Monthly Archives: March 2014

Sometimes we are all the white caribou…

Annabel by Kathleen Winter is one of my favourite books. It has just been optioned as a movie based on a song and video by a UK artist named Allison Goldfrapp. She wrote the song and produced the video after reading the book. Obviously this book has had as much impact on her as it has on me. The video is as hauntingly beautiful as the book. The end makes me tear up and that’s saying something. That shiny dress has never looked so beautiful. You should watch. Really watch. With your eyes open to the beauties of things that are special in every way.

Goldfrapp – Annabel from Mute on Vimeo.

If you don’t know the book here is a synopsis from Amazon:
In 1968, into the devastating, spare atmosphere of the remote coastal town of Labrador, Canada, a child is born: a baby who appears to be neither fully boy nor fully girl, but both at once. Only three people are privy to the secret—the baby’s parents, Jacinta and Treadway, and a trusted neighbor and midwife, Thomasina. Though Treadway makes the difficult decision to raise the child as a boy named Wayne, the women continue to quietly nurture the boy’s female side. And as Wayne grows into adulthood within the hyper-masculine hunting society of his father, his shadow-self, a girl he thinks of as “Annabel,” is never entirely extinguished.

Here are a few of my favorite quotes from the book. The book invokes themes of loss, love, hope, despair, change, gender identity, insecurity, love of the land, cultural traditions, normal vs abnormal, and true friendship. It’s loaded!!! Read it slowly and thoughtfully. Relish each word as it was chosen for a reason.
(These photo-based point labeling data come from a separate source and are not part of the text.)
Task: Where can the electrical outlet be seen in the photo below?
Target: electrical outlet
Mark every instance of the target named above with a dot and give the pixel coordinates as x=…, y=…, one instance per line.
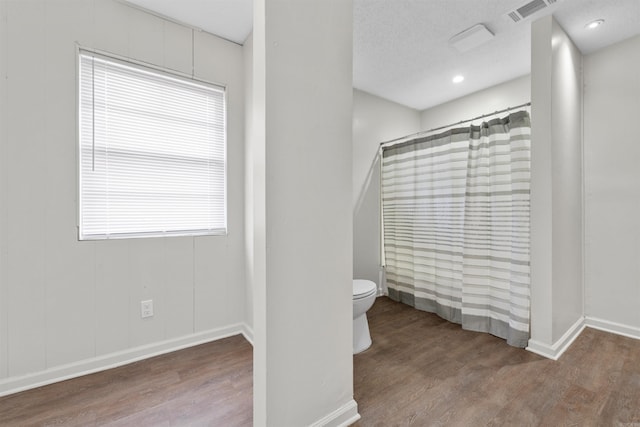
x=146, y=308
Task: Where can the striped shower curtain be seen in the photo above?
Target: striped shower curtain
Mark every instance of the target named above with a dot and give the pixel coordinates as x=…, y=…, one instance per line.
x=455, y=212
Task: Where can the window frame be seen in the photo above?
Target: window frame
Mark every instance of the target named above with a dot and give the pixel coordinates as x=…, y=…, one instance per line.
x=154, y=69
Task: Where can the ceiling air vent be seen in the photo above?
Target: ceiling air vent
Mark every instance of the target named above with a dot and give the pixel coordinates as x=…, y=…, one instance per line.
x=529, y=9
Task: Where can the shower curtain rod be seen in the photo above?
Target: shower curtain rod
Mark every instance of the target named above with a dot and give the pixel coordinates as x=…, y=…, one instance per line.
x=382, y=144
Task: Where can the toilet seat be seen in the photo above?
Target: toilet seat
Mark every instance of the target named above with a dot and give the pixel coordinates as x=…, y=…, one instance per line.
x=363, y=288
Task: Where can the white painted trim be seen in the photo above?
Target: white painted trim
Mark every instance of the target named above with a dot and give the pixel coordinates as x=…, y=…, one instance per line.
x=247, y=332
x=344, y=416
x=613, y=327
x=96, y=364
x=556, y=350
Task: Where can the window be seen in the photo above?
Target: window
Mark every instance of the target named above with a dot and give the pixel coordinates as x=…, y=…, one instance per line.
x=152, y=152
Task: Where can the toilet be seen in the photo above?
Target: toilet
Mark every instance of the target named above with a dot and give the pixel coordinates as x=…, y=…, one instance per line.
x=364, y=295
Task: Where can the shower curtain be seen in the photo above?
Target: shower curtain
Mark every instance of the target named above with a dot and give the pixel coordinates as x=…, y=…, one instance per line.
x=455, y=209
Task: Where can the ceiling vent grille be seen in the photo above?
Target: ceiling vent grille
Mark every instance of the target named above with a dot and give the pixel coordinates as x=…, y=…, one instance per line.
x=529, y=9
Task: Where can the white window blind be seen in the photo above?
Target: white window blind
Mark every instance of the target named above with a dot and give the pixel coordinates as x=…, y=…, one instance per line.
x=152, y=152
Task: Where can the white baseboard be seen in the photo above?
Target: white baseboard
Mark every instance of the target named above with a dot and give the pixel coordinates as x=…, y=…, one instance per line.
x=96, y=364
x=613, y=327
x=344, y=416
x=556, y=350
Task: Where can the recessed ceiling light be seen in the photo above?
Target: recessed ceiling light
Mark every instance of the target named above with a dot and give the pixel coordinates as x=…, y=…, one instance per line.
x=594, y=24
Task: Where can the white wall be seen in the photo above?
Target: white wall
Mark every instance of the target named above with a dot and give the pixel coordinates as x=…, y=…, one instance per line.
x=612, y=187
x=301, y=145
x=67, y=306
x=247, y=49
x=556, y=189
x=375, y=120
x=499, y=97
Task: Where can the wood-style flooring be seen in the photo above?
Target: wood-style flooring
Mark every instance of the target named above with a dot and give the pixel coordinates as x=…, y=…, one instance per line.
x=420, y=371
x=206, y=385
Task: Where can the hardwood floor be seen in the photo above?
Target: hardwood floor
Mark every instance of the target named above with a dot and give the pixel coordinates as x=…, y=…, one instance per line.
x=206, y=385
x=420, y=371
x=424, y=371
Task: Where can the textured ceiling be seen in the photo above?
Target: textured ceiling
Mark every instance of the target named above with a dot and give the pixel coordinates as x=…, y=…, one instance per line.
x=229, y=19
x=401, y=49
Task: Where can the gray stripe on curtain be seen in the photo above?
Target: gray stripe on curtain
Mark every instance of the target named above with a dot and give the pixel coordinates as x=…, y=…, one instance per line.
x=456, y=225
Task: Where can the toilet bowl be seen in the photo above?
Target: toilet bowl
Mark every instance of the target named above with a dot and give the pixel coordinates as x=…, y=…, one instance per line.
x=364, y=295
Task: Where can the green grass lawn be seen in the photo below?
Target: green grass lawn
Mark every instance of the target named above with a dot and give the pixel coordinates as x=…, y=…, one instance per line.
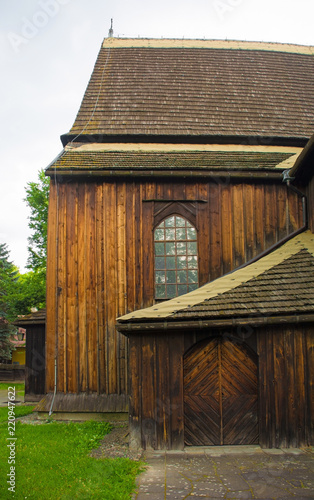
x=53, y=462
x=19, y=411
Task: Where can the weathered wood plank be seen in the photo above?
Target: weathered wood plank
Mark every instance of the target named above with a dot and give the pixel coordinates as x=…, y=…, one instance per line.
x=71, y=289
x=82, y=286
x=51, y=320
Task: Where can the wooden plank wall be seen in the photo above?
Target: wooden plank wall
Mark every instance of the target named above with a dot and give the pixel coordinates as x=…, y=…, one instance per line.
x=286, y=377
x=310, y=202
x=100, y=262
x=35, y=360
x=156, y=385
x=285, y=386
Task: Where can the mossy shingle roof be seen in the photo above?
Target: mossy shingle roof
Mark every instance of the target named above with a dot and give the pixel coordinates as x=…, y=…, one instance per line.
x=198, y=91
x=81, y=160
x=281, y=283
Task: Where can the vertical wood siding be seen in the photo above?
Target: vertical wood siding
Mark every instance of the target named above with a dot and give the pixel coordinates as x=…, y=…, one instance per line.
x=285, y=385
x=100, y=262
x=286, y=376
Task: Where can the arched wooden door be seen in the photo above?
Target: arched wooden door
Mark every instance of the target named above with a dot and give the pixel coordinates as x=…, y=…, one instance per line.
x=220, y=394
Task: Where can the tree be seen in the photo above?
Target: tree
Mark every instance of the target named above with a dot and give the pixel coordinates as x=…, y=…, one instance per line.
x=8, y=284
x=37, y=195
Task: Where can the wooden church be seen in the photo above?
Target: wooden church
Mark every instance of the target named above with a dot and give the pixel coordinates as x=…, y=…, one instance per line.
x=180, y=248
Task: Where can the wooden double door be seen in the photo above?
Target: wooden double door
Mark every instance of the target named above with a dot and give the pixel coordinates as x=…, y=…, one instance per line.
x=220, y=394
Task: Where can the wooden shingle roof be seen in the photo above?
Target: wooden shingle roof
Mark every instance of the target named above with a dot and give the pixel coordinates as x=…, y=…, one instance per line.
x=281, y=283
x=34, y=318
x=201, y=89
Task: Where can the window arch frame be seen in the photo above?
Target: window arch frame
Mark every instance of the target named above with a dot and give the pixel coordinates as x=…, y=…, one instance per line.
x=178, y=258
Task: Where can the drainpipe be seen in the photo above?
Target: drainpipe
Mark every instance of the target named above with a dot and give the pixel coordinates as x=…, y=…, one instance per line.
x=287, y=179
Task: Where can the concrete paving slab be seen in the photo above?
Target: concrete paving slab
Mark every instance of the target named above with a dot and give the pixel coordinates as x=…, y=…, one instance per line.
x=254, y=473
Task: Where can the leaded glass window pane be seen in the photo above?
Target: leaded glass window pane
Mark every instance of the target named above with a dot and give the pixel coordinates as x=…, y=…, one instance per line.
x=176, y=260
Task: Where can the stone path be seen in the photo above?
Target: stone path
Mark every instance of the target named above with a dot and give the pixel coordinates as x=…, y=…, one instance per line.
x=242, y=472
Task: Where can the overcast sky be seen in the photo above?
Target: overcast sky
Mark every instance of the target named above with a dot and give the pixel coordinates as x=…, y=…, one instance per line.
x=48, y=49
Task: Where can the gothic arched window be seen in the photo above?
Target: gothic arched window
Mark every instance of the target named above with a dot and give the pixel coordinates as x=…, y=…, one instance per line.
x=176, y=260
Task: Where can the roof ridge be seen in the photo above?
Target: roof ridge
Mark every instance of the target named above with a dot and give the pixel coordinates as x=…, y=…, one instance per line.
x=206, y=44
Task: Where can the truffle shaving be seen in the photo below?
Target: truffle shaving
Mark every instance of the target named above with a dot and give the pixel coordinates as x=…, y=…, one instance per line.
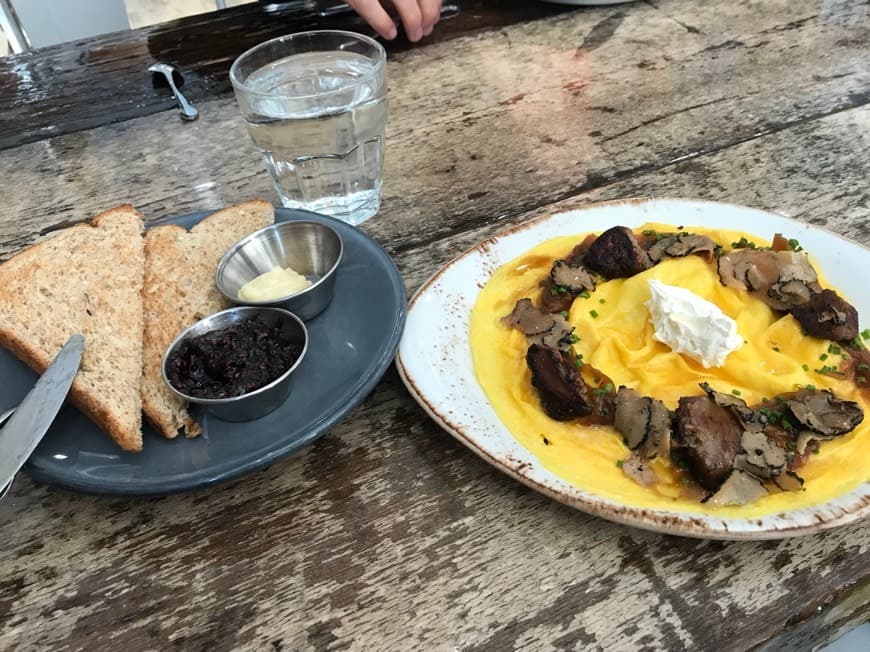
x=823, y=413
x=781, y=279
x=739, y=488
x=681, y=245
x=644, y=423
x=828, y=316
x=575, y=278
x=638, y=469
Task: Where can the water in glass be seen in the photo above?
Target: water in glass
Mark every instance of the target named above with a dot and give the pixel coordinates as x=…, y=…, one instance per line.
x=319, y=118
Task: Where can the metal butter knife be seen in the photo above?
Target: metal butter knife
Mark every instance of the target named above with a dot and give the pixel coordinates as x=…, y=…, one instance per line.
x=32, y=418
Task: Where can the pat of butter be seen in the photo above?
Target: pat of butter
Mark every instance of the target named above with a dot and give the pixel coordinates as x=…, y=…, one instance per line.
x=277, y=284
x=691, y=325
“Whenever she imagined her child, grown up without interference from a judgemental world, she imagined its male and female halves as complementing each other, and as being secretly, almost magically powerful.”
― Kathleen Winter, Annabel

“Why would a white caribou come down to Beaver River, where the woodland herd lives? Why would she leave the Arctic tundra, where the light blazes incandescent, to haunt these shadows? Why would any caribou leave her herd to walk, solitary, thousands of miles? The herd is comfort. The herd is a fabric you can’t cut or tear, passing over the land. If you could see the herd from the sky, if you were a falcon or a king eider, it would appear like softly floating gauze over the face of the snow, no more substantial than a cloud. “We are soft,” the herd whispers. “We have no top teeth. We do not tear flesh. We do not tear at any part of life. We are gentleness itself. Why would any of us break from the herd? Break, apart, separate, these are hard words. The only reason any of us would become one, and not part of the herd, is if she were lost.”
― Kathleen Winter, Annabel

“…People are rivers, always ready to move from one state of being into another. It is not fair, to treat people as if they are finished beings. Everyone is always becoming and unbecoming.”
― Kathleen Winter, Annabel

“…In the city the colour, the life, came shouting out. Human life. In Croydon Harbour human life came second to the life of the big land, and no one seemed to mind. No one minded being an extra in the land’s story.”